Dou, Diana (2012-2015)

Diana is in the Molecular Biology IDP.  She joined the training program in 2012. Her research mentor is Dr. Hanna Mikkola.  She received a B.S. degree in 2010 from CalTech. Diana has recently accepted an NSF Graduate Research Training Fellowship and is now an associate member of the CMB Training Program.

Mentor: Dr. Hanna Mikkola

Research project:

Hematopoietic stem cells (HSCs) possess great clinical value in treating patients with diseases of the blood and immune system. HSCs are defined by their ability to self-renew and generate all lineages of the blood to reconstitute the hematopoietic system upon transplantation. However, limited quantities of HSCs from bone marrow donations and cord blood combined with the difficulty of matching donor HLA-types to recipients restrict availability of compatible cells suitable for treatment. Pluripotent cells, such as embryonic stem cells (ESCs) and induced pluripotent stem cells (iPSCs), are another potential source of HSCs, but various molecular blocks prevent their differentiation into functional HSCs. Our lab has shown that ESC-derived hematopoietic stem/progenitor cells (HSPCs) display diminished proliferation potential, inability to differentiate the B-lymphoid lineage, and inability to engraft. We have identified the HOXA cluster and BCL11A genes as possible candidates contributing to these defects using a microarray.
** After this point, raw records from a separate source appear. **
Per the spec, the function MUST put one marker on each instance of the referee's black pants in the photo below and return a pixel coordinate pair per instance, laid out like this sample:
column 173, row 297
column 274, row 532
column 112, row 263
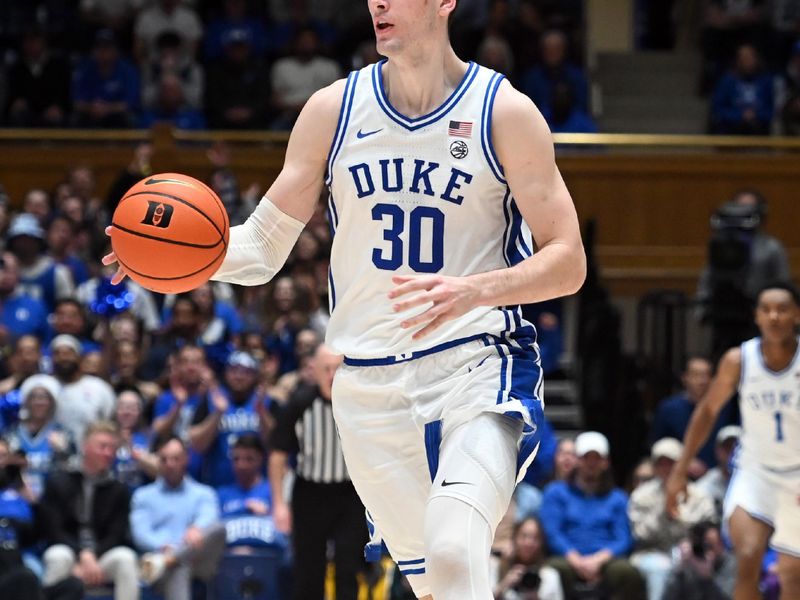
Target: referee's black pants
column 322, row 512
Our preliminary data have shown that knockdown of the HOXA and BCL11A genes in endogenous HSPCs is sufficient to recapitulate the defects observed in ESC-HSPCs. We are currently working to further elucidate the involvement of the HOXA and BCL11A genes in HSC development, including the use of ChIP-Seq to find genes these particular transcription factors may regulate. In the future, we will also test whether restoration of the HOXA and BCL11A genes in ESC-HSPCs is sufficient to overcome the self-renewal, B-cell differentiation, and engraftment defects. Identifying and overcoming the differences between endogenous and in vitro generated HSPCs will provide insight into the complex molecular interactions that are intricately entwined at specific developmental time points.